Granddad threw down his staff, tore off two clean sorghum leaves and gently wrapped the thing up, then handed it to Mother. ‘Beauty,’ he said, ‘hold it carefully. I’m taking him to Dr Zhang Xinyi.’ He bent over, picked Father up, and then hobbled off down the road. Dogs wounded by the exploding grenades in the marshland whimpered pitifully.

Dr Zhang Xinyi, a man in his fifties, parted his hair right down the middle, something you seldom saw in the countryside. He wore a long, dark-blue gown, and had a pale face atop a frame so thin he seemed incapable of withstanding even the slightest breeze.

By the time Granddad had carried Father to the doctor, his back was bent almost double and his face had a ghostly pallor.

‘Is that you, Commander Yu? You certainly look different,’ Dr Zhang said.

‘Name your price, Doctor.’

Father had been laid out on the wooden-plank bed. ‘Is this your son, Commander?’ Dr Zhang asked him.

Granddad nodded.

‘The one who killed the Japanese general at the Black Water River bridge?’

‘I only have one son!’

‘I’ll do the best I can!’ Dr Zhang took some tweezers, a pair of scissors, a bottle of sorghum wine, and a vial of iodine out of his instrument bag, then bent over to examine the injury on Father’s face.

‘Take a look down there first, please, Doctor,’ Granddad said sombrely. Then he turned to Mother and took the sorghum leaves in which the testicle was wrapped out of her hands. He placed it on the wooden cabinet beside the bed. The leaves spread open.

Dr Zhang picked up the messy thing with his tweezers. His long, nicotine-stained fingers shook as he stammered, ‘Commander Yu… not that I’m unwilling to do my best, but your son’s wound… My skills are not great, and I haven’t the proper medication…. You must see someone more talented than I, Commander….’

Granddad bent over and stuck his face right up into Dr Zhang’s, his rheumy eyes boring into the man. ‘Where can I find someone more talented?’ he asked hoarsely. ‘Tell me, where can I go? Should I take him to the Japanese?’

‘Commander,’ Zhang Xinyi defended himself, ‘that’s not what your humble servant meant…. Your esteemed son is injured in a critical place, and the slightest slip could bring an end to your glorious line….’

‘I brought him here,’ Granddad said, ‘because I have faith in you. Do what you can.’

‘Since Commander Yu says so,’ Zhang Xinyi said, gritting his teeth, ‘I’ll do it.’

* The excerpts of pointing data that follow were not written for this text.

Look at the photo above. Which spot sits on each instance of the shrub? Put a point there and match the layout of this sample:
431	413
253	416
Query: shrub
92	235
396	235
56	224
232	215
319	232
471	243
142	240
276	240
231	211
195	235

He soaked a cotton ball in the wine and cleaned the wound. The pain brought Father to. He tried to slide off the bed, but Granddad climbed up and held him down.

‘Commander Yu,’ Zhang Xinyi said, ‘we’ll have to strap him down.’

‘Douguan!’ Granddad said. ‘You’re my son, and I expect you to tough it out. Bite down hard!’

‘But, Dad,’ Father groaned, ‘it hurts….’

‘Tough it out!’ Granddad said sternly. ‘Think about Uncle Arhat!’

Father didn’t dare argue. Sweat covered his forehead.

Zhang Xinyi took out a needle and sterilised it in the wine before threading it. Then he began stitching the torn scrotum closed.

‘Sew that back inside!’ Granddad said.

Zhang Xinyi looked at the testicle lying in the open sorghum leaves on the wooden cabinet and said with embarrassment, ‘Commander Yu… it won’t do any good….’

‘Is it your intention to bring the Yu line to an end?’ Granddad asked glumly.

Large beads of sweat glistened on Dr Zhang’s gaunt face. ‘Commander Yu… think about it…. Connecting blood vessels were severed. If I put it back in, it would still be dead.’